My hometown is Sikar, and my house sits inside this coaching neighbourhood. The coaching industry arrived here in 1996. In less than three decades, a town once known for sending young men to the Gulf for work and into the Army for stability, reinvented itself around teenagers solving biology and physics questions for social mobility.
Sikar was marketed as an affordable ‘mini Kota’. But the praise carries the weight of student breakdowns and suicides. The model was the same. Students came from villages and small towns where families sold land, took loans, and put together every resource to push their child into the coaching machine.
Even my family took me to one of these institutes in 2011, showing me a small room where I was expected to study for the next two years without distraction. The existential dread of that PG almost pulled out an Edvard Munch kind of scream from me, and I told them I was ready to do anything to escape that life.

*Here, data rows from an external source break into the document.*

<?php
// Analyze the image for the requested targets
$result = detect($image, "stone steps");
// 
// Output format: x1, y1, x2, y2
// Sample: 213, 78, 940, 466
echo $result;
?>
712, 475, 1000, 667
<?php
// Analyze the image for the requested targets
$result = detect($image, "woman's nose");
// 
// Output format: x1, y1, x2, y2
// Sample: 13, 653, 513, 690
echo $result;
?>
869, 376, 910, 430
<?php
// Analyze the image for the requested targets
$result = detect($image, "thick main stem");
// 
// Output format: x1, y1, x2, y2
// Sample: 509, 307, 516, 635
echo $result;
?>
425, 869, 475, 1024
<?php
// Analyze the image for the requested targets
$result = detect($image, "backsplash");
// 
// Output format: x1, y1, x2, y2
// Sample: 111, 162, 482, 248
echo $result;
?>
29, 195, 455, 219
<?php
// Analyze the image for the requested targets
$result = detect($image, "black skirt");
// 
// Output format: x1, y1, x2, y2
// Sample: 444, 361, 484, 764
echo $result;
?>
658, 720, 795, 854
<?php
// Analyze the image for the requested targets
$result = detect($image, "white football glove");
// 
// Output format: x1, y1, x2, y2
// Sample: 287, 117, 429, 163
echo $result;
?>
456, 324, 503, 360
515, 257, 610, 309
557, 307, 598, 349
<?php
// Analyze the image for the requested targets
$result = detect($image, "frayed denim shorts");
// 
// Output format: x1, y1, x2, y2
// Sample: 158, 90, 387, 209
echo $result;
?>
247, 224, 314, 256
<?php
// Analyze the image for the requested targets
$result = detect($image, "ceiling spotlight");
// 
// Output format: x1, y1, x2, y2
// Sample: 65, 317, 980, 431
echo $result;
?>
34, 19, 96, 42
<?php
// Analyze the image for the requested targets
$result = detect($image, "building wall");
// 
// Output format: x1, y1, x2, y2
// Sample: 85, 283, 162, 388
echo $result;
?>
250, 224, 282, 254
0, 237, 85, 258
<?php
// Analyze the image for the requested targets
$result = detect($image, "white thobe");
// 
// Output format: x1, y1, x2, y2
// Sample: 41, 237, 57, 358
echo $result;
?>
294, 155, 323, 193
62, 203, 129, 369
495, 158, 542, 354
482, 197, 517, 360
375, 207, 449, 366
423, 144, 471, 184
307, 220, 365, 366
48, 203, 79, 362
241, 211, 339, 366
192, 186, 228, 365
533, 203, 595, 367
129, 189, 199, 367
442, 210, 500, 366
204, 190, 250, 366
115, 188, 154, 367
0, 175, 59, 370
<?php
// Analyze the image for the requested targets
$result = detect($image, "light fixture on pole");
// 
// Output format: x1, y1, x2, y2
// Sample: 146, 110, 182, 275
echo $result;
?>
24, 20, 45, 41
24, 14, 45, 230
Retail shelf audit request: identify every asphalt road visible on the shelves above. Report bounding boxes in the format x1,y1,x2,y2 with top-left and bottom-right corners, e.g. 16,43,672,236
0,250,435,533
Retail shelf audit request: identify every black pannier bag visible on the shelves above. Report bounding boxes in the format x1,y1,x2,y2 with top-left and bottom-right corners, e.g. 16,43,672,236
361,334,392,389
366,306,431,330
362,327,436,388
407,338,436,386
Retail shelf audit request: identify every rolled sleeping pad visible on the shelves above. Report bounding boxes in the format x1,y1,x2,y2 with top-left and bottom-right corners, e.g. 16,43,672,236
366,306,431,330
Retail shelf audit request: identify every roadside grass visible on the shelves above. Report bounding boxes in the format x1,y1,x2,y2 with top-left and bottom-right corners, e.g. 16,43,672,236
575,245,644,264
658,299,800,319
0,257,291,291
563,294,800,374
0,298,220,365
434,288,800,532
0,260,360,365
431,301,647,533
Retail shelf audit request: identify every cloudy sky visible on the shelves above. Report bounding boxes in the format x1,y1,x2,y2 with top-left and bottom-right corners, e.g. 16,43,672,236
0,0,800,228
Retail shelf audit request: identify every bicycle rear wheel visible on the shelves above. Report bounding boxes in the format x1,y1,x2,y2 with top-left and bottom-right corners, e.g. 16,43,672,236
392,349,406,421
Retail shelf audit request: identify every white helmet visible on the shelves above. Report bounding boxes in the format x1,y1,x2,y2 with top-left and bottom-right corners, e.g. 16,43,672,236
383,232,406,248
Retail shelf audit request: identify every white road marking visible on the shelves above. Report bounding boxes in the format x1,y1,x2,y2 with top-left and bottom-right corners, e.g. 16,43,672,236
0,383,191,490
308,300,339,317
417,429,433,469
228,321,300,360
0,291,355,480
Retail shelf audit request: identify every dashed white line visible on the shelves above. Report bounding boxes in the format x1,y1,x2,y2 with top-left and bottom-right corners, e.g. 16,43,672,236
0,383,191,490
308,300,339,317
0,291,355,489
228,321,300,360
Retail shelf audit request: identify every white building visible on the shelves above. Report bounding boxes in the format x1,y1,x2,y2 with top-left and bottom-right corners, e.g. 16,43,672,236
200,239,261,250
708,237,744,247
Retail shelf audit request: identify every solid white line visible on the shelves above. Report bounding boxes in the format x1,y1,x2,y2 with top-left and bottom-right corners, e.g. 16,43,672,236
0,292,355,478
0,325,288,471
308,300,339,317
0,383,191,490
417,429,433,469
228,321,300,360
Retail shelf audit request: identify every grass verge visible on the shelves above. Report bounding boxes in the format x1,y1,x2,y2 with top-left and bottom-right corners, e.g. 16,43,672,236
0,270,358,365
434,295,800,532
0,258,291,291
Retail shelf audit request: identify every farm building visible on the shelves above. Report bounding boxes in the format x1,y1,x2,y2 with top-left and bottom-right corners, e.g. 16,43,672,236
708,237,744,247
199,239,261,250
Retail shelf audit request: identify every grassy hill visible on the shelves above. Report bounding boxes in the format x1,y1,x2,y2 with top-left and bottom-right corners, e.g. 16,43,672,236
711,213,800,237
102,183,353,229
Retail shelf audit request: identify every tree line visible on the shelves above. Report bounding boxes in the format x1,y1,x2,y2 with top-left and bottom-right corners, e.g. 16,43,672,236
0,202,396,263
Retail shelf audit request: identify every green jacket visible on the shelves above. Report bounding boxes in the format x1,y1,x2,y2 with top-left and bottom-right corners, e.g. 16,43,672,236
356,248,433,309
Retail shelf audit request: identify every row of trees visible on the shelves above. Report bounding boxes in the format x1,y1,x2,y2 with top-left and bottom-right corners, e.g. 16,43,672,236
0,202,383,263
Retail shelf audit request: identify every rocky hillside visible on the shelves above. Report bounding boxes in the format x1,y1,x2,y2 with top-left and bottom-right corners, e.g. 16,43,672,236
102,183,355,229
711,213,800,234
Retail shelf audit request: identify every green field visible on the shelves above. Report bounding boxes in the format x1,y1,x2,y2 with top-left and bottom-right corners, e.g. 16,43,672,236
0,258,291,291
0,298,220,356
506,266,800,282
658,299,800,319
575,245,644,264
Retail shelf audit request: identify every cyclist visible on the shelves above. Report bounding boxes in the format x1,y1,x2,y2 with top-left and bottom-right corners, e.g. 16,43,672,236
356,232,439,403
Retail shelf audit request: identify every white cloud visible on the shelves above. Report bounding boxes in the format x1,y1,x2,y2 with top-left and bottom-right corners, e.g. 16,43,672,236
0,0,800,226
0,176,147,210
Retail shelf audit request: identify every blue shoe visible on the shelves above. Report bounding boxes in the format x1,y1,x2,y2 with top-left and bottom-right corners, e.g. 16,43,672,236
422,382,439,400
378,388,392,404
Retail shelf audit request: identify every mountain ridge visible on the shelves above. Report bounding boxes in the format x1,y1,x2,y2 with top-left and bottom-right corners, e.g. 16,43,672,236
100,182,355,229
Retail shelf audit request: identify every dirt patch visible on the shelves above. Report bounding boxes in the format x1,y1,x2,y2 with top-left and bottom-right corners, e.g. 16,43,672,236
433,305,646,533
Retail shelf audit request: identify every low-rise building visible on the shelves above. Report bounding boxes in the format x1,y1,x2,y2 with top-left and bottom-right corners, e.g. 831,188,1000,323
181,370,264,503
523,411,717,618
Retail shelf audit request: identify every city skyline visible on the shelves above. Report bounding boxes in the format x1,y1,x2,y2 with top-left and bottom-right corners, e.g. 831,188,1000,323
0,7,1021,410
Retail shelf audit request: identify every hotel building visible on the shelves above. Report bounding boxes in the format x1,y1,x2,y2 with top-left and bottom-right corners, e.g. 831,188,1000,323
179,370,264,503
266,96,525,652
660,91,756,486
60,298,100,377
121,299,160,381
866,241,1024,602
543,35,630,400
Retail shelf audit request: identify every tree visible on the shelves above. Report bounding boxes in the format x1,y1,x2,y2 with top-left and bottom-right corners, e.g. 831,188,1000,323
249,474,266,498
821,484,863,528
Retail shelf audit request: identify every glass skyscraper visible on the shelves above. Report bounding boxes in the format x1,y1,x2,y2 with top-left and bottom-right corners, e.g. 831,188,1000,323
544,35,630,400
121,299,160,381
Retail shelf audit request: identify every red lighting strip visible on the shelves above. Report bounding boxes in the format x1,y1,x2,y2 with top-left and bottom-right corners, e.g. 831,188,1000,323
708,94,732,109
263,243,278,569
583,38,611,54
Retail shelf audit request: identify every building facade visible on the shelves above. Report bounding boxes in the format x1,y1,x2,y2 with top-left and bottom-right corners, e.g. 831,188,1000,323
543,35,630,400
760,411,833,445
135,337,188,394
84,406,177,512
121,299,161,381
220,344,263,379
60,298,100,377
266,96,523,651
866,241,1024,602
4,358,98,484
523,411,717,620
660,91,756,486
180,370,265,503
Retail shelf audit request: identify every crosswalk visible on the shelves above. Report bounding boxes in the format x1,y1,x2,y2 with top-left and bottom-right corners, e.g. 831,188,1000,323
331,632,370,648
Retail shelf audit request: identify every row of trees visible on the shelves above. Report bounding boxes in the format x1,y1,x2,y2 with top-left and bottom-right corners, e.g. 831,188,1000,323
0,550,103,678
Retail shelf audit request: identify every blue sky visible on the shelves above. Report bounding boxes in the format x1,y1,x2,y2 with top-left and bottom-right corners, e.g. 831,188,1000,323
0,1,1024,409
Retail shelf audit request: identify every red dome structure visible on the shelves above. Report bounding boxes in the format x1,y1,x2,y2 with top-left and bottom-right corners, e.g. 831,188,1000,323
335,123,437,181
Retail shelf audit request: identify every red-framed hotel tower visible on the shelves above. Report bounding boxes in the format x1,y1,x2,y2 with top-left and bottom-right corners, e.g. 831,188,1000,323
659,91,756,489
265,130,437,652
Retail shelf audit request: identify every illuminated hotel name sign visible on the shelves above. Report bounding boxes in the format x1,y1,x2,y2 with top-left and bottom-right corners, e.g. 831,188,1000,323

In Sikar, competitive exams are treated with the seriousness of military operations, and every student is a soldier trying to escape the humiliation of being called berozgaar. If someone gets selected, the entire town is informed through giant hoardings, photos of toppers hanging on electricity poles, local newspapers, and walls plastered with AIR ranks, which sometimes have headlines like ‘Chu liya asmaan’ (I have touched the sky). Institutes bring out DJs, garlands and parade toppers like local gods with rath-style processions. In 2016, one coaching institute even gifted a BMW to a student for securing AIR 11 in IIT-JEE.
Every selection produces two emotions simultaneously. Relief for the family whose child made it, and melancholy for those whose children did not. Mothers stare at topper posters and wonder when the face of their own child will appear there. Happiness, shame, prestige, anxiety, marriage prospects, migration dreams, and family honour slowly become attached to rank lists. Everyone wants to become that family whose child cracked NEET or IIT.
Perhaps this is the only place where Ravish Kumar’s old appeal, Aap TV mat dekhiye, was adopted with sincerity. Parents sacrifice their TVs when their children join a coaching institute so that they do not accidentally learn the dangerous art of relaxation. In the coaching economy, leisure is the ultimate sin.
Coaching institutes are enormously powerful entities, deeply tied to the politics and economy of the region. A successful institute slowly expands into hostels, franchises, real estate, and sometimes even private medical colleges. Some institutes even advertise that students who clear NEET through their coaching can later enrol as doctors in their medical colleges. The system feeds itself. This is the loop. But the reality is that this loop works too. Many families have escaped poverty because their children cleared competitive exams. This is true of my own extended family, where ranks changed the fortunes of households struggling financially. In today’s India, these exams remain one of the few workable ladders of upward mobility. But the system itself is also vulnerable to rigging, exploitation, and manipulation.
This is also what makes the paper leak controversy so revealing. It exposes the desperation underneath India’s aspiration economy, a desperation that inevitably opens up parallel markets of leaks, brokers and shortcuts. And along with it comes the unbearable emotional burden this machinery places on lakhs of students. Yet every year, thousands continue entering this system despite knowing how unforgiving and distorted it can be. Perhaps in India, the exam system survives not because people trust it, but because they distrust everything else even more.